Çalışmayı yürütenlerden British Columbia Üniversitesi öğretim üyesi Ryan Dwyer “Dünyanın belli bölgelerinde 10 bin dolarla çok fazla şey alabilirsiniz. İnsanların bazıları paranın çoğunu evlerinin mortgage taksidini ödemek veya büyük tadilatlara başlamak için kullandılar” diyor. Para ve mutluluk ilişkisinde paranın kime verildiği, ne kadar verildiği ve hangi ölçütlere bakıldığı belirleyici unsurlar olarak öne çıkıyor.
NBC’nin görüş aldığı Harvard’lı akademisyen Ania Jaroszewicz paranın mutluluğu satın alabildiğine dair bilimsel bir konsensus oluşmadığını belirterek geçmişte nezaret ettiği bir çalışmayı örnek veriyor. 2015’te ABD’de düşük gelirli 500 kişiye 500 ila 2000’er dolar hibe edildiği halde hiçbirinin psikolojisinde iyileşme olmuyor. Son deneydeki para miktarı ve ülkeler arasındaki fark tüm konuyu özetler nitelikte. Çalışmanın amacı da bu farkı göstermek. Keza makalenin özet bölümü “Dünyanın zenginliği daha eşit biçimde dağıtılsa ne kadar mutluluk kazanılırdı” sorusuyla başlıyor.
Nasıl esiri olduk?
Paranın mutluluğa gerçek katkısı meçhul... Para yalnızca güven hissi, onaylanma duygusu ve bir şeylere sahip olma gibi maddesel tatminleri besliyor. Mesele dönüp dolaşıp düzenin yüzlerce yıldır mutluluğu satın alınabilir şeylere kodlamasına bağlanıyor. Etrafınızdaki reklam sloganlarına bakın, ne kadar çok markanın mutluluğu pazarladığını göreceksiniz.

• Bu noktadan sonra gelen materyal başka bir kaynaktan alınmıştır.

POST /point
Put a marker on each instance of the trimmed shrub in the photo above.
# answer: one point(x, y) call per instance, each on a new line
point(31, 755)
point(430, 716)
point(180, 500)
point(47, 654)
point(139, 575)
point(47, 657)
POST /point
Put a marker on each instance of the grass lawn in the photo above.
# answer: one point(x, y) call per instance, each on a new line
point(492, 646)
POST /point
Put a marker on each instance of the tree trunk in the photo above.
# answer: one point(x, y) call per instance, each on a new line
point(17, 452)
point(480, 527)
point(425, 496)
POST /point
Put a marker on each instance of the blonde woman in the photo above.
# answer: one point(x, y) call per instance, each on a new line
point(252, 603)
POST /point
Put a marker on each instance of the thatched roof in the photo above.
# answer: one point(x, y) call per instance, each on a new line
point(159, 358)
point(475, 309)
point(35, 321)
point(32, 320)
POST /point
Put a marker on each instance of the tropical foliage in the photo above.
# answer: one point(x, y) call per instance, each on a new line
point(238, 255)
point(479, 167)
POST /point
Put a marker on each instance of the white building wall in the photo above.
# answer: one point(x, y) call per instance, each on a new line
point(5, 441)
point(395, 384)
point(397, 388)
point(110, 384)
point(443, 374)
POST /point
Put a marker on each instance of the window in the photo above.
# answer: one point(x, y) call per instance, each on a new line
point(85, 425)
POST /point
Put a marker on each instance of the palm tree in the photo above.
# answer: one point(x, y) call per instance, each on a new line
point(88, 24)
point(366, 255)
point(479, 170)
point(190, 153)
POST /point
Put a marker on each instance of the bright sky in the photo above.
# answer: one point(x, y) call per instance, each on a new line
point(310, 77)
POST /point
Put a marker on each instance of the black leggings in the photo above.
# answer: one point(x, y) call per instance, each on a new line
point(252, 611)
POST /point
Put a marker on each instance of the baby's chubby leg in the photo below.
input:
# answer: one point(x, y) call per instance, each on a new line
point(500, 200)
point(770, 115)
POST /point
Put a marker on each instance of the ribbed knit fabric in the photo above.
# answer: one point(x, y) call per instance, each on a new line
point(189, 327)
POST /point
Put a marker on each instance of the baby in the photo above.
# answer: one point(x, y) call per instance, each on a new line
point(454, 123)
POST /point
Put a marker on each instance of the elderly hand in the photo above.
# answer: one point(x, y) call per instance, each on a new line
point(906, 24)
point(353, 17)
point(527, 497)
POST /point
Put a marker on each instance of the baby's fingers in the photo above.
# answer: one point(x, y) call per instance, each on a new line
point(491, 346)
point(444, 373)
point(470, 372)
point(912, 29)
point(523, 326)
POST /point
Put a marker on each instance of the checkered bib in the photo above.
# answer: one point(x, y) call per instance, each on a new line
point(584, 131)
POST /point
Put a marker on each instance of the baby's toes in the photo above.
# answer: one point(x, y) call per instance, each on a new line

Maddesel mutluluğun sonu yok...
Mutluluğun yerine tatmin duygusunu koymaksa insanı daha anlamlı bir arayışa sevk edebilir... Yaşamın doygunluğuna varan gerçek yol, insanın özgün yeteneklerini kullandığı, çevresine fayda sunduğu, anlamlı bir hayat sürmesinden geçiyor.